Смотришь? Что же ты смотришь, дикая, невинная красавица? Все это так. Ни для чего другого ты здесь не нужна. А я, я люблю тебя, восторгаюсь тобой, я, когда станут тебя убивать, буду стоять и бесстрастно крутить ручку вот этой изящной машинки, видишь? Это — изобретение. Оно должно работать. Поедать. Оно поедает все, что ни дадут, всякую дрянь, которую перед ним поставят. Оно и тебя проглотит, оно ест все, говорю тебе! Я же приставлен прислуживать ему. Приду, установлю машинку поблизости от тебя, когда ты, раненая, будешь вздрагивать в последних предсмертных конвульсиях. О, не сомневайся, она извлечет из твоей смерти максимальную выгоду. Не каждый же день ей удается отведать такого лакомства. Можешь этим утешаться. Не хочешь этим, утешайся другим.
Каждый день, точно так же, как я, к твоей клетке приходит женщина — приходит изучать твои повадки: как ты двигаешься, поводишь головой, смотришь. Варя Несторофф. По-твоему, этого мало? Она избрала тебя своей наставницей. Такая удача выпадает не каждой тигрице.
Как обычно, она чрезвычайно скрупулезно подходит к изучению роли. Однако я слышал, что роль мисс — «тигрицы почище иных настоящих» — она не получит. Может, она этого еще не знает либо считает, что роль полагается ей по праву, и приходит сюда лишь упражняться.
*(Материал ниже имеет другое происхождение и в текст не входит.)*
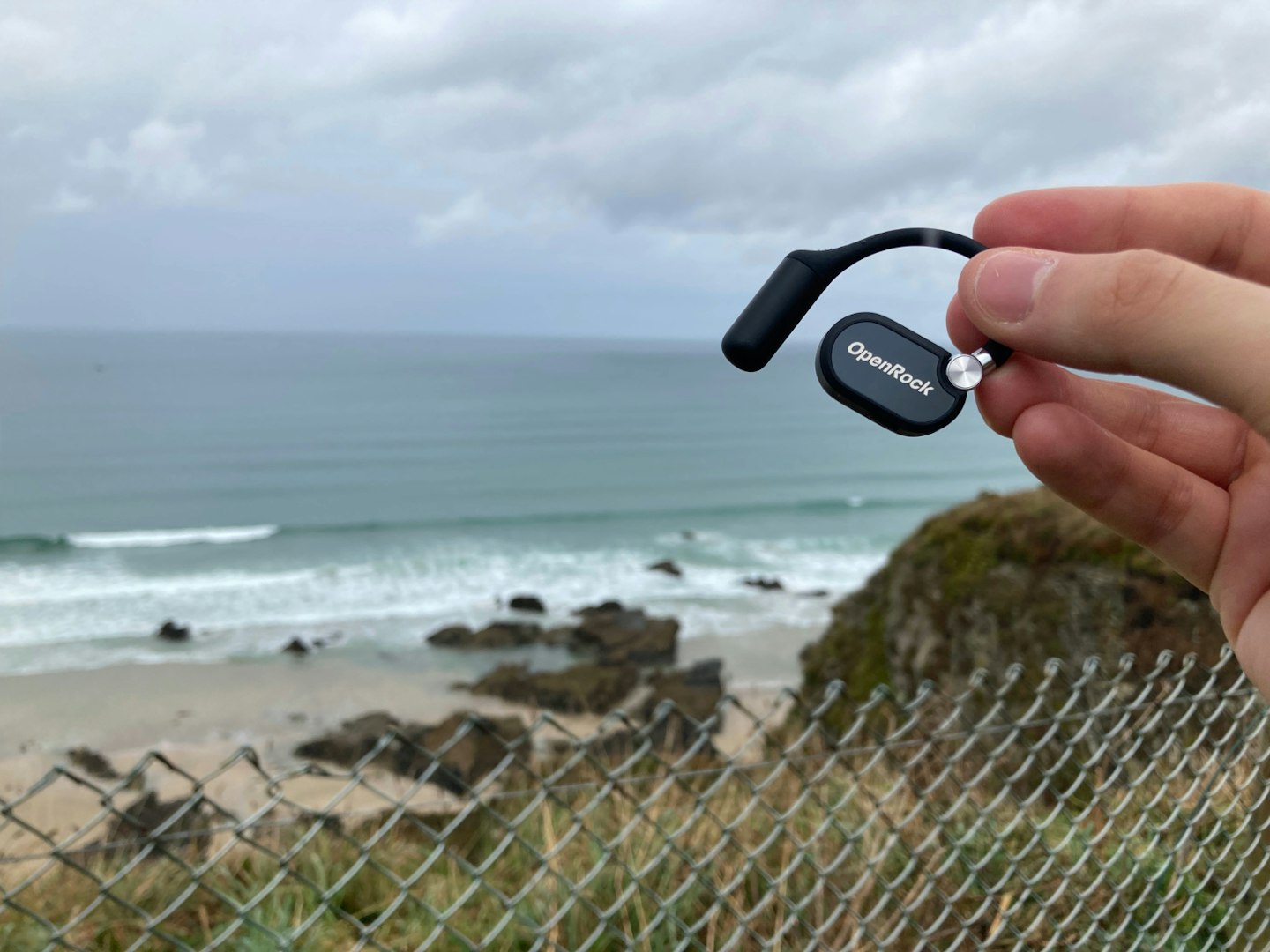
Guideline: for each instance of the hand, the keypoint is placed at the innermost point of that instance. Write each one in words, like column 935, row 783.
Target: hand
column 1169, row 283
Мне передавали об этом со смехом. Но я и сам в прошлый раз застал ее здесь, у клетки, и порядочно отвел с нею душу.
Согласитесь, просто так не будешь стоять и полчаса рассматривать тигрицу, раздумывая при этом, что вот, дескать, оно — выражение духа земли, простодушное, бесхитростное творение, стоящее по ту сторону добра и зла, ни с чем не сравнимое по красоте и невинное в своей дикой, неукротимой мощи. Но пока к тебе придет осознание этой ее «первозданности» и пока ты дойдешь до того, что станешь видеть в ней воплощение героя или героини нашего времени, пока успеешь во всем разобраться и признать ее существом с нашей планеты — не знаю, как кому, а мне для этого понадобилось немало времени и воображения.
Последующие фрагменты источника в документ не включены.